Storm Christian E V, Sonnhammer Erik L L
Center for Genomics and Bioinformatics, Karolinska Institutet, S-171 77 Stockholm, Sweden.
Bioinformatics. 2002 Jan;18(1):92-9. doi: 10.1093/bioinformatics/18.1.92.
Orthologous proteins in different species are likely to have similar biochemical function and biological role. When annotating a newly sequenced genome by sequence homology, the most precise and reliable functional information can thus be derived from orthologs in other species. A standard method of finding orthologs is to compare the sequence tree with the species tree. However, since the topology of phylogenetic tree is not always reliable one might get incorrect assignments.

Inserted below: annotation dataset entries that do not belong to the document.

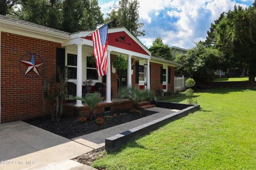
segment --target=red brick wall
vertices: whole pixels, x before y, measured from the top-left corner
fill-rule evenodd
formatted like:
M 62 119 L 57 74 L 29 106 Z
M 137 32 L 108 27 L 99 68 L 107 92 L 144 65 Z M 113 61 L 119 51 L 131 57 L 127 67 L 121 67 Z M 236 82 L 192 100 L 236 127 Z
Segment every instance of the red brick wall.
M 154 62 L 150 63 L 150 89 L 155 93 L 158 90 L 163 89 L 163 84 L 161 83 L 161 68 L 162 64 Z
M 60 46 L 59 43 L 1 33 L 1 123 L 44 114 L 42 77 L 25 76 L 20 71 L 19 60 L 26 52 L 39 54 L 43 60 L 47 76 L 54 76 L 56 48 Z M 28 61 L 27 58 L 26 60 Z M 27 68 L 21 64 L 22 70 Z M 36 75 L 33 71 L 29 74 Z
M 168 83 L 168 92 L 171 94 L 173 93 L 174 90 L 174 70 L 175 68 L 173 67 L 168 66 L 168 68 L 171 68 L 171 83 Z
M 160 77 L 161 68 L 163 64 L 150 62 L 150 89 L 154 93 L 158 90 L 163 89 Z M 168 83 L 168 92 L 172 93 L 174 88 L 174 68 L 171 66 L 168 66 L 168 68 L 171 68 L 171 83 Z
M 117 55 L 110 54 L 110 63 L 111 63 L 111 88 L 112 90 L 112 98 L 118 98 L 118 72 L 116 70 L 115 73 L 112 72 L 112 64 Z M 132 59 L 132 65 L 135 66 L 135 60 Z M 138 86 L 135 84 L 135 66 L 133 70 L 133 74 L 132 75 L 132 86 Z M 105 84 L 106 85 L 106 84 Z

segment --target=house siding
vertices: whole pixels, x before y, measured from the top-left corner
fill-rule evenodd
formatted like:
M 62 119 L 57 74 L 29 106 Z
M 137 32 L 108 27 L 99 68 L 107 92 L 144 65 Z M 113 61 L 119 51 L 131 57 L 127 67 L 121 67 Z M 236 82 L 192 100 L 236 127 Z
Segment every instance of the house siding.
M 52 77 L 56 70 L 56 48 L 61 44 L 1 32 L 1 123 L 44 115 L 43 78 L 25 76 L 20 71 L 19 61 L 27 52 L 39 54 L 46 76 Z M 27 67 L 21 64 L 21 68 L 26 69 Z

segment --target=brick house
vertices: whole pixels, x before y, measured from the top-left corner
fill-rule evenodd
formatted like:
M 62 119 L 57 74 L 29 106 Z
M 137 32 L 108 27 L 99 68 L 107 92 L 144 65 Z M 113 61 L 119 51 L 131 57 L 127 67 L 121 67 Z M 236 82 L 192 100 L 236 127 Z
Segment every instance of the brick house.
M 76 84 L 77 96 L 86 80 L 92 80 L 93 86 L 106 83 L 107 103 L 118 98 L 118 88 L 124 86 L 173 92 L 174 69 L 180 65 L 151 56 L 125 28 L 109 29 L 110 71 L 106 78 L 98 77 L 87 61 L 92 42 L 91 35 L 86 36 L 91 33 L 70 34 L 0 15 L 0 123 L 44 114 L 42 71 L 54 77 L 57 65 L 66 66 L 71 72 L 68 81 Z M 127 71 L 113 67 L 121 54 L 128 61 Z M 80 101 L 76 102 L 76 107 L 82 106 Z

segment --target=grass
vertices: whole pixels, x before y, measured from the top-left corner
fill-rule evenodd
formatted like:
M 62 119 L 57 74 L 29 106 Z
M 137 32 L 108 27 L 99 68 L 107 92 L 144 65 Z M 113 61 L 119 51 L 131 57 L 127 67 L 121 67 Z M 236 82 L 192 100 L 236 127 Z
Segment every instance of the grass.
M 109 153 L 107 169 L 256 169 L 256 88 L 195 93 L 201 109 Z M 186 103 L 184 93 L 166 100 Z
M 245 82 L 249 80 L 249 77 L 218 78 L 214 79 L 213 82 Z

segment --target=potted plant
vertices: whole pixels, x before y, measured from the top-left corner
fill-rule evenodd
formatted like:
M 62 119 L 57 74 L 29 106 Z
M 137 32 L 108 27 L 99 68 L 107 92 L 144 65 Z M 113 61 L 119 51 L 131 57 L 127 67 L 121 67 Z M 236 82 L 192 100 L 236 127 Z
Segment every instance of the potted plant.
M 94 55 L 93 54 L 87 56 L 87 62 L 89 64 L 95 67 Z
M 117 57 L 113 61 L 113 66 L 118 70 L 125 70 L 128 67 L 128 62 L 121 55 Z
M 85 91 L 90 91 L 92 89 L 92 80 L 85 80 L 84 84 L 85 86 Z

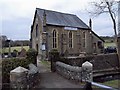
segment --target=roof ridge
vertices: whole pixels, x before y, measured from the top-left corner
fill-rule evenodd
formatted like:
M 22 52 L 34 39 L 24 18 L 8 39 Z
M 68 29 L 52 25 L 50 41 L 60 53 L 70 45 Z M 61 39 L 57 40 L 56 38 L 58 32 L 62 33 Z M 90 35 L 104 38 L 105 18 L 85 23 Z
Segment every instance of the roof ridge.
M 39 10 L 41 8 L 36 8 L 36 10 Z M 59 11 L 54 11 L 54 10 L 48 10 L 48 9 L 41 9 L 41 10 L 45 10 L 45 11 L 50 11 L 50 12 L 56 12 L 56 13 L 61 13 L 61 14 L 66 14 L 66 15 L 73 15 L 73 16 L 77 16 L 75 14 L 72 14 L 72 13 L 64 13 L 64 12 L 59 12 Z

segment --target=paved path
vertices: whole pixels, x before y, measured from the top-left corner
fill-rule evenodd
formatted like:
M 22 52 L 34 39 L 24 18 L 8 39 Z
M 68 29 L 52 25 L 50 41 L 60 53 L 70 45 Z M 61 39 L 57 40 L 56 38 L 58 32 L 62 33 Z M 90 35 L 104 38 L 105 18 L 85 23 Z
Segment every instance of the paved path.
M 80 83 L 73 83 L 62 76 L 58 75 L 57 73 L 53 73 L 39 63 L 38 65 L 40 71 L 40 85 L 39 88 L 81 88 L 82 86 Z

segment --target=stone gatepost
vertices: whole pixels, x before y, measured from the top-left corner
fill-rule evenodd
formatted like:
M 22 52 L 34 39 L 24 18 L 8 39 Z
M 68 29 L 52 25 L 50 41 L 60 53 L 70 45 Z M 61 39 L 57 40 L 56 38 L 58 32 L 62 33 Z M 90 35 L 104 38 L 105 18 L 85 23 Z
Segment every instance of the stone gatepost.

Here we present a novel method that resolves this problem by analyzing a set of bootstrap trees instead of the optimal tree. The frequency of orthology assignments in the bootstrap trees can be interpreted as a support value for the possible orthology of the sequences. Our method is efficient enough to analyze data in the scale of whole genomes. It is implemented in Java and calculates orthology support levels for all pairwise combinations of homologous sequences of two species. The method was tested on simulated datasets and on real data of homologous proteins.
不同物种中的直系同源蛋白可能具有相似的生化功能和生物学作用。因此,当通过序列同源性对新测序的基因组进行注释时,最精确和可靠的功能信息可从其他物种的直系同源物中获得。寻找直系同源物的标准方法是将序列树与物种树进行比较。然而,由于系统发育树的拓扑结构并不总是可靠的,可能会得到错误的分配结果。
在此我们提出一种新方法,该方法通过分析一组自引导树而非最优树来解决此问题。自引导树中直系同源分配的频率可解释为序列可能的直系同源性的支持值。我们的方法效率足够高,能够分析全基因组规模的数据。它用Java实现,并计算两个物种同源序列所有成对组合的直系同源支持水平。该方法在模拟数据集和同源蛋白的真实数据上进行了测试。